Крест невысказанных слов… Тарас сцепил руки на затылке и шумно вздохнул. Его отец умер три года назад. Точнее, погиб под колесами лихача во время поездки на очередной слет российских литераторов в Самаре. Тарасу казалось, что язвительный старик, член союза писателей и лауреат туевой хучи премий, проживет еще лет тридцать. Это как минимум. А если будет так же энергично пить кровь из своей второй, после матери, жены — и все сорок. Ан, нет. У судьбы были другие планы.
Теперь не молодая, но все еще привлекательная вдова потихоньку распродает права на его бессмертные творения и поправляет здоровье, подорванное десятилетним браком. Папаня был тем еще занудой. Хотя сына его тяжелый нрав почти не коснулся. Венедикт Захарович поменял одну семью на другую, когда Тарасу не исполнилось и семи.
От участия в воспитании великий русский писатель — автор одиннадцати исторических романов — отлынивал. Оно, видите ли, вредило творческому процессу. Впрочем, его юного, как и позже зрелого, сына, это ничуть не огорчало. Алименты капали исправно, учителя делали стойку, заслышав фамилию Кумарин, а в доме регулярно появлялась экзотическая снедь и новенькие собрания сочинений.
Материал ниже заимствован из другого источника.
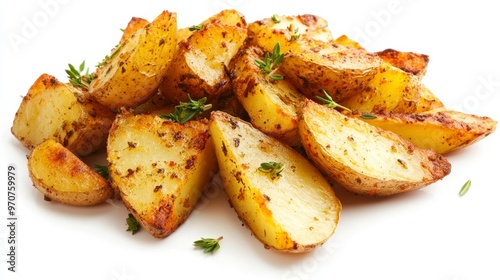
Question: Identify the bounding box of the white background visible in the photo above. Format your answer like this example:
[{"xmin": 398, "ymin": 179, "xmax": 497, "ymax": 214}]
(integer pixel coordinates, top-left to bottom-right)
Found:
[{"xmin": 0, "ymin": 0, "xmax": 500, "ymax": 280}]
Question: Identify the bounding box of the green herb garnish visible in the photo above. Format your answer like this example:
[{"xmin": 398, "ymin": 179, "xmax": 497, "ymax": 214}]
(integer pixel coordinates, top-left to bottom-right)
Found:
[
  {"xmin": 254, "ymin": 43, "xmax": 285, "ymax": 80},
  {"xmin": 361, "ymin": 113, "xmax": 377, "ymax": 120},
  {"xmin": 271, "ymin": 15, "xmax": 281, "ymax": 23},
  {"xmin": 127, "ymin": 213, "xmax": 141, "ymax": 235},
  {"xmin": 160, "ymin": 94, "xmax": 212, "ymax": 123},
  {"xmin": 316, "ymin": 89, "xmax": 352, "ymax": 112},
  {"xmin": 193, "ymin": 236, "xmax": 222, "ymax": 253},
  {"xmin": 258, "ymin": 161, "xmax": 285, "ymax": 179},
  {"xmin": 65, "ymin": 60, "xmax": 94, "ymax": 89},
  {"xmin": 94, "ymin": 163, "xmax": 109, "ymax": 181},
  {"xmin": 96, "ymin": 44, "xmax": 122, "ymax": 67},
  {"xmin": 458, "ymin": 180, "xmax": 472, "ymax": 196}
]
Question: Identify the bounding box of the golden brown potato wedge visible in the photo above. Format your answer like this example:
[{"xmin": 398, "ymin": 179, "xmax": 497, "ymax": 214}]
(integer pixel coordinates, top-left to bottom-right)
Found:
[
  {"xmin": 11, "ymin": 74, "xmax": 115, "ymax": 156},
  {"xmin": 89, "ymin": 11, "xmax": 177, "ymax": 109},
  {"xmin": 349, "ymin": 108, "xmax": 497, "ymax": 154},
  {"xmin": 299, "ymin": 100, "xmax": 451, "ymax": 196},
  {"xmin": 120, "ymin": 17, "xmax": 149, "ymax": 44},
  {"xmin": 229, "ymin": 46, "xmax": 305, "ymax": 146},
  {"xmin": 342, "ymin": 62, "xmax": 422, "ymax": 113},
  {"xmin": 376, "ymin": 49, "xmax": 429, "ymax": 76},
  {"xmin": 28, "ymin": 139, "xmax": 113, "ymax": 206},
  {"xmin": 413, "ymin": 84, "xmax": 444, "ymax": 113},
  {"xmin": 280, "ymin": 39, "xmax": 382, "ymax": 102},
  {"xmin": 210, "ymin": 111, "xmax": 341, "ymax": 253},
  {"xmin": 160, "ymin": 18, "xmax": 247, "ymax": 104},
  {"xmin": 107, "ymin": 113, "xmax": 217, "ymax": 238},
  {"xmin": 248, "ymin": 14, "xmax": 333, "ymax": 48}
]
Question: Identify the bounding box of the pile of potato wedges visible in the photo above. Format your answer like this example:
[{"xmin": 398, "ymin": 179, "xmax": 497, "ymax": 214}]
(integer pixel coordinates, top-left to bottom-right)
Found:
[{"xmin": 12, "ymin": 10, "xmax": 497, "ymax": 253}]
В основном русских классиков. «Повинные подношения», — Посмеиваясь, называла мать отцовские подарки.
Ни идейных споров, ни баталий на тему смысла жизни у Тараса с Венедиктом Захаровичем не возникало. Один не лез в дела другого, и другой отвечал взаимностью. Только однажды, Тарас получил невольную оценку своей работы. Он ненадолго заскочил в заставленную тяжелой мебелью квартиру отца, когда тот, попивая липовый чай, листал агитационный листок. Надвигались очередные выборы, и по квартирам разносили газеты с перечнем добрых дел и проникновенными обращениями к электорату. Ту, что держал в руках писатель, от первой буквы до последней точки готовил его сын.